I have a confusion in knowing when to use $P(A∩B$) and $P(A\backslash B)$

Question

I often stumble upon problems which requires me to take a hard decision on what should I apply in problems. I really want to know the diffrence between $p(A\cap B)$ and $p(A\mid B)$ in a specific way(actual mathematical meaning is clear) but.. let me explain by example.

Consider an exam where $P(E_k)$ is the prob that exactly $k$ people pass the exam so consider a situation in which you defien an event $A$ such that $P(A)=$ prob that you select one student and that student has passed the exam.

So if I ask you what's the prob that only one student has passed the exam. What will you say $P(E_1\cap A)=p(E_1)P(A\mid E_1)$ or $P(E_1\mid A)$?

Kindly help me with this thank you in advance!!!!

Answer 1

Use $P(A \mid B)$ when $B$ is something given, i.e., read $P(A\mid B)$ as $\textit{probability of A given B}$.

Use $P(A \cap B)$ when both $A$ and $B$ have to happen but nothing is given.

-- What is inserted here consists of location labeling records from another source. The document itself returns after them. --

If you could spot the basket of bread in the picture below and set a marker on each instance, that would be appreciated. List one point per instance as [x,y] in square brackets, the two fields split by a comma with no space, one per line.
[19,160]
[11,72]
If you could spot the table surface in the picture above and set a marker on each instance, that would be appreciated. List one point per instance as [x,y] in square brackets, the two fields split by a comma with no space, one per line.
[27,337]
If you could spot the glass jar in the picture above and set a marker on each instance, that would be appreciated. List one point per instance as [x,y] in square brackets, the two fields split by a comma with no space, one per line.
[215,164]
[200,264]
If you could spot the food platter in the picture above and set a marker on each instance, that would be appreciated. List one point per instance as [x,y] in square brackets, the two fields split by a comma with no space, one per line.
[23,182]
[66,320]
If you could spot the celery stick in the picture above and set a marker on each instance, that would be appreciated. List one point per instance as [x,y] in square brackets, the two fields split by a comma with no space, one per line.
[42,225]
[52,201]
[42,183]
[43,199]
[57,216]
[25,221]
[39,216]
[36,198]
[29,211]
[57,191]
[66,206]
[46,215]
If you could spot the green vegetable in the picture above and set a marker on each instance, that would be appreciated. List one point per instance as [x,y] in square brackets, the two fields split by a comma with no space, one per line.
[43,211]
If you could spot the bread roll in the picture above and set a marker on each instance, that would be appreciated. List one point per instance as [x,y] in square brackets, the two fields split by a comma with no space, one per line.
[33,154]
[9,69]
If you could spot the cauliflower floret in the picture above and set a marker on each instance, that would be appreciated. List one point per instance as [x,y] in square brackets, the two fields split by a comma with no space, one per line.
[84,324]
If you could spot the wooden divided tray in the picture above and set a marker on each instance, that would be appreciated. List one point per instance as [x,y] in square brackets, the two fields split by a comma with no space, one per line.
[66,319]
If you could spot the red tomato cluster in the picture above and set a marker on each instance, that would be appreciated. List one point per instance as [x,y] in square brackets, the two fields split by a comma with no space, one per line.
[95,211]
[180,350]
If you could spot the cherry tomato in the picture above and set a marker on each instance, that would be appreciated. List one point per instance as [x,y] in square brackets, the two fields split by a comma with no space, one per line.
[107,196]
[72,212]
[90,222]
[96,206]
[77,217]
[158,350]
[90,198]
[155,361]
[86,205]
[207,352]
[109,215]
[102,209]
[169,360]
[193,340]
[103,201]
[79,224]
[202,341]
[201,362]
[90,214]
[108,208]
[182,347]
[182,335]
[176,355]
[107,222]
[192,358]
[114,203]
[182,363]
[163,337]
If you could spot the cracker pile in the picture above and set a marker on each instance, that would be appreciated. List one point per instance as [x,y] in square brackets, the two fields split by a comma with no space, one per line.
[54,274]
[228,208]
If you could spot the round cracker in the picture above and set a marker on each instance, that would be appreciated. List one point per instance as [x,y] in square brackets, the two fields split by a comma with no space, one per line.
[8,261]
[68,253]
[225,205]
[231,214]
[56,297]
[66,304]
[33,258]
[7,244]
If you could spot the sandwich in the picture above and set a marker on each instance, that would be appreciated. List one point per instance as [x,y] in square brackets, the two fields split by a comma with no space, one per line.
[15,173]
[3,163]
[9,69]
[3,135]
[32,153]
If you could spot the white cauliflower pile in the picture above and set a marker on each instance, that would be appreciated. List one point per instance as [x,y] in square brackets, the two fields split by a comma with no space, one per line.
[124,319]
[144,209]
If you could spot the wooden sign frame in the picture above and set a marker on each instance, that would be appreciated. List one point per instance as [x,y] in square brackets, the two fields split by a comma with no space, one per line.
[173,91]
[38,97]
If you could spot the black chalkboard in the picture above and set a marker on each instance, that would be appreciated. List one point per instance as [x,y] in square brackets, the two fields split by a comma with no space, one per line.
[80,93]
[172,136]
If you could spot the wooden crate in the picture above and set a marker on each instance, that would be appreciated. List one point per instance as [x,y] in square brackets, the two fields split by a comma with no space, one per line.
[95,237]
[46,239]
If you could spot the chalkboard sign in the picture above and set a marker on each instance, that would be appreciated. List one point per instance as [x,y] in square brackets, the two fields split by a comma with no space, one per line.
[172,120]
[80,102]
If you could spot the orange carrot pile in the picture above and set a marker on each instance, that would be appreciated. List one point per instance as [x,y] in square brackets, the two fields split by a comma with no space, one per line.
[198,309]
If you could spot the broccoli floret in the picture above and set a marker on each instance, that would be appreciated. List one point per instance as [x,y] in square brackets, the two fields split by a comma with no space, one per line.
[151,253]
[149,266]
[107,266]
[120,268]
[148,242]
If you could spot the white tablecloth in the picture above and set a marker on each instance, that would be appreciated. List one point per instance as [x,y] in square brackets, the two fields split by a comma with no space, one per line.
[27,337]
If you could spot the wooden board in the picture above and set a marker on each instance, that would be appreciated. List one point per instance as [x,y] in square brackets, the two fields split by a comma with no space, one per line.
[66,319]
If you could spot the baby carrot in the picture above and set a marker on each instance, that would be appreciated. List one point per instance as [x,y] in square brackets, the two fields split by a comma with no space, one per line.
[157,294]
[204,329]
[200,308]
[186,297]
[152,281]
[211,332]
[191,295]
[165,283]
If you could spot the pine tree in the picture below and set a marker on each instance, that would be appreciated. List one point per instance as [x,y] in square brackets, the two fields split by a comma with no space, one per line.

Let $F_k$ be the probability that at least $k$ students pass the exam

1. What is the probability of $10$ students passing the exam if we know that $9$ students passed the exam? $P(F_{10} \mid F_9) = P(F_{10}\cap F_9) / P(F_9) = P(F_{10}) / P(F_9)$.
2. What is the probability of $10$ students passing the exam and $9$ students passing the exam? $P(F_{10} \cap F_9) = P(F_{10})$

The second probability is always lower since the event that is already given in the first case might not happen in the second case.